The period_indicator function relies on period-awareness for types that are not defined enough at the moment to be implemented.

Java mapping

The VTL type date is represented internally as the types java.time.Instant, java.time.ZonedDateTime and java.time.OffsetDateTime

Instant represent a specific moment in time. Note that this type does not include timezone information and is therefore not usable with all the operators. One can use the types ZonedDateTime and OffsetDateTime when timezone or time saving is required.

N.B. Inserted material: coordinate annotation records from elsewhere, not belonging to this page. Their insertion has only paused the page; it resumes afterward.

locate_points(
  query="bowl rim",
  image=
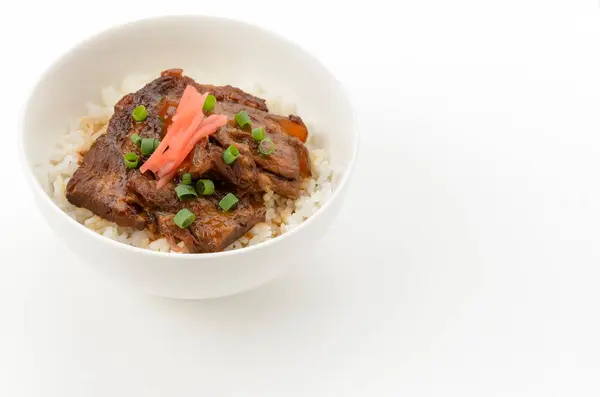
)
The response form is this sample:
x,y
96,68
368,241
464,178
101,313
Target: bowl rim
x,y
61,58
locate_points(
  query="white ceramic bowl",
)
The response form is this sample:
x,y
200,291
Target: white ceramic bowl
x,y
235,52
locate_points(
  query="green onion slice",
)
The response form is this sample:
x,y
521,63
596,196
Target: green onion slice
x,y
149,145
266,146
136,139
140,113
243,119
230,154
209,103
205,187
228,202
185,192
186,179
184,218
258,133
131,160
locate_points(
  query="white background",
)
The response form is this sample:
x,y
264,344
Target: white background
x,y
465,261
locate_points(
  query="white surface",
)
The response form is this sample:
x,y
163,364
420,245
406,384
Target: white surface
x,y
321,100
471,269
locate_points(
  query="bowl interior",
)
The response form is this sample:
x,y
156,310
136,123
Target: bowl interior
x,y
223,51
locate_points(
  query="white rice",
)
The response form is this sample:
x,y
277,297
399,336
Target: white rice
x,y
282,214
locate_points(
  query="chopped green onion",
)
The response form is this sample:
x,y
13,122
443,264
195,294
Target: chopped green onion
x,y
185,192
205,187
136,139
228,202
140,113
209,103
266,146
131,160
184,218
258,133
149,145
243,119
186,179
230,154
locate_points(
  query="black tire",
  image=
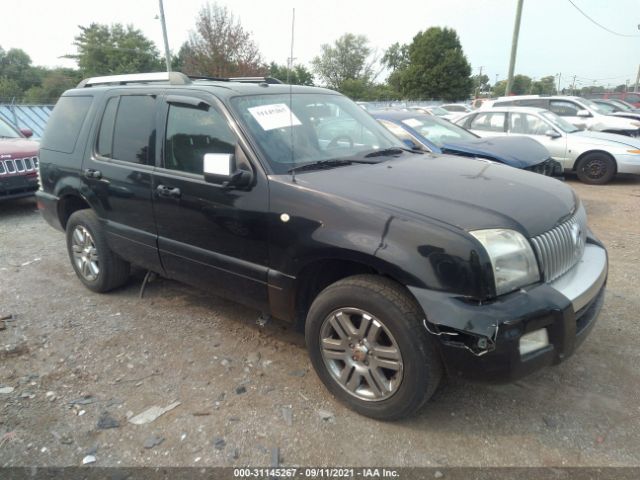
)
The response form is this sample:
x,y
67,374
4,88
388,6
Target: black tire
x,y
596,168
112,271
390,304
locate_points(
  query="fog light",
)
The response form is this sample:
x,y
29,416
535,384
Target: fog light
x,y
533,341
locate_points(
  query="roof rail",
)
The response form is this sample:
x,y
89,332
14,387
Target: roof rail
x,y
269,80
173,78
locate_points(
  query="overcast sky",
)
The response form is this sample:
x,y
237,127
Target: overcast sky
x,y
554,36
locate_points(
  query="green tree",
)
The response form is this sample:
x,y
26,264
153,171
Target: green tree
x,y
480,83
349,60
220,47
298,75
395,57
522,85
53,85
16,65
109,50
544,86
437,67
10,90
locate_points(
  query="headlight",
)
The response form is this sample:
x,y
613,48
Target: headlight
x,y
514,264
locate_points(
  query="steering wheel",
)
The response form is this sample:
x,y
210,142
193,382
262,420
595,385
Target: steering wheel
x,y
334,141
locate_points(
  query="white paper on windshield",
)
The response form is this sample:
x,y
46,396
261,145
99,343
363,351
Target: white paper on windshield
x,y
274,116
412,122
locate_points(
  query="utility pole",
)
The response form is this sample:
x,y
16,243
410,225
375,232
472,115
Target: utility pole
x,y
479,88
559,78
167,55
290,62
514,47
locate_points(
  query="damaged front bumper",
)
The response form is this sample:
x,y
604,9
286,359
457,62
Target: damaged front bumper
x,y
482,341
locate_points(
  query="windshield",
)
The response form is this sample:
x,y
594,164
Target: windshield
x,y
622,104
605,107
439,111
594,106
559,122
7,131
293,130
438,131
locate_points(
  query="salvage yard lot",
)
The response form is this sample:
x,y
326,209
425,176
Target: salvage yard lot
x,y
245,390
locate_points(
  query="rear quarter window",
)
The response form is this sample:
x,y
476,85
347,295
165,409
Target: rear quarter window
x,y
65,123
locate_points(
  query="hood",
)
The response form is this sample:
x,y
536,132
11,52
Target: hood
x,y
17,148
602,139
604,122
631,115
520,152
465,193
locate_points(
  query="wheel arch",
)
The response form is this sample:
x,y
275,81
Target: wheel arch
x,y
318,273
69,203
596,151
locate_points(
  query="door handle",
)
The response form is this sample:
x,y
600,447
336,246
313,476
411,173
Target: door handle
x,y
91,173
168,192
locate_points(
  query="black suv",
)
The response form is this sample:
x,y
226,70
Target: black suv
x,y
398,265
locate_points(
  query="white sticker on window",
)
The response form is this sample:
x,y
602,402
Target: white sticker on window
x,y
412,122
274,116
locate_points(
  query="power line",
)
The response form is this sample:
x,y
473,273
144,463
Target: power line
x,y
599,24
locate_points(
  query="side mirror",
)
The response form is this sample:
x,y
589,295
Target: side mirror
x,y
220,169
552,133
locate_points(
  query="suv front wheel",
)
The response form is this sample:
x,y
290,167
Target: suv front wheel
x,y
368,346
95,264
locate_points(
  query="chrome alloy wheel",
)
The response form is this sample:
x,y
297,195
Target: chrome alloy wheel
x,y
361,354
85,254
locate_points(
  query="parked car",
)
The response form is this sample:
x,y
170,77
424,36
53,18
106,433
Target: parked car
x,y
611,108
18,162
581,112
594,156
632,98
398,265
457,108
435,111
435,135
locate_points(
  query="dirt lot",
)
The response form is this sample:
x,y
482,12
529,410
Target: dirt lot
x,y
80,362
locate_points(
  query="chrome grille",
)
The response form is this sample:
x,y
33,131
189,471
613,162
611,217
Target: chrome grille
x,y
27,164
560,248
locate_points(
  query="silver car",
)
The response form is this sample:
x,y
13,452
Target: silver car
x,y
594,156
581,112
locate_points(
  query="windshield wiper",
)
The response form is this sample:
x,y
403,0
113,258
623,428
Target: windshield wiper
x,y
388,152
320,164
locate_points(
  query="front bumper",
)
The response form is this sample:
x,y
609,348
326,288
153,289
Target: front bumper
x,y
17,186
481,341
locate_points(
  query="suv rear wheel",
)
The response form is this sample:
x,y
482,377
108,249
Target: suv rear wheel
x,y
95,264
596,168
368,346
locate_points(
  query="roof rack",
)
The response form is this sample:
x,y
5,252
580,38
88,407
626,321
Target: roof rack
x,y
269,80
173,78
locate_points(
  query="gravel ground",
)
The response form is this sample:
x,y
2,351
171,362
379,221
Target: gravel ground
x,y
75,366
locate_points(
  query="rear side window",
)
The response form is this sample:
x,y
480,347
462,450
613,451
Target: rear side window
x,y
65,123
490,122
192,133
127,129
564,108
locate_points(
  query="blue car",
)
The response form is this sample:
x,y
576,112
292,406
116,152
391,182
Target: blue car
x,y
432,134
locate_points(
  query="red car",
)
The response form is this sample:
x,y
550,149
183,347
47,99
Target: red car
x,y
18,162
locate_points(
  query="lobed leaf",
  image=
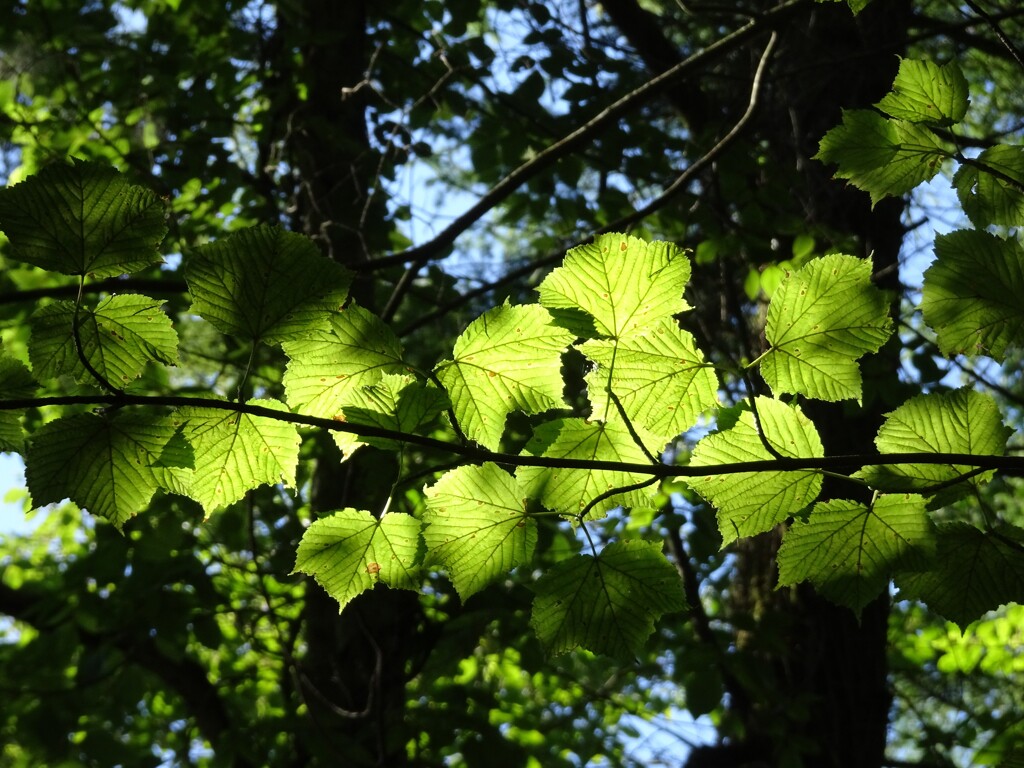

The VTL type duration is represented internally as the type org.threeten.extra.PeriodDuration from the threeten extra package. It represents a duration using both calendar units (years, months, days) and a temporal amount (hours, minutes, seconds and nanoseconds).

Function flow_to_stock

The flow_to_stock function converts a data set with flow interpretation into a stock interpretation. This transformation is useful when you want to aggregate flow data (e.g., sales or production rates) into cumulative stock data (e.g., total inventory).

Syntax:

result := flow_to_stock(op)

Parameters:

  • op - The input data set with flow interpretation. The data set must have an identifier of type time, additional identifiers, and at least one measure of type number.

Result:

The function returns a data set with the same structure as the input, but with the values converted to stock interpretation.

Function stock_to_flow

The stock_to_flow function converts a data set with stock interpretation into a flow interpretation. This transformation is useful when you want to derive flow data from cumulative stock data.

Syntax:

result := stock_to_flow(op)

Parameters:

  • op - The input data set with stock interpretation. The data set must have an identifier of type time, additional identifiers, and at least one measure of type number.

Result:

The function returns a data set with the same structure as the input, but with the values converted to flow interpretation.

Function timeshift

The timeshift function shifts the time component of a specified range of time in the data set. This is useful for analyzing data at different time offsets, such as comparing current values to past values.

Syntax:

result := timeshift(op, shiftNumber)

Parameters:

  • op - The operand data set containing time series.
  • shiftNumber - An integer representing the number of periods to shift. Positive values shift forward in time, while negative values shift backward.

Result:

The function returns a data set with the time identifiers shifted by the specified number of periods.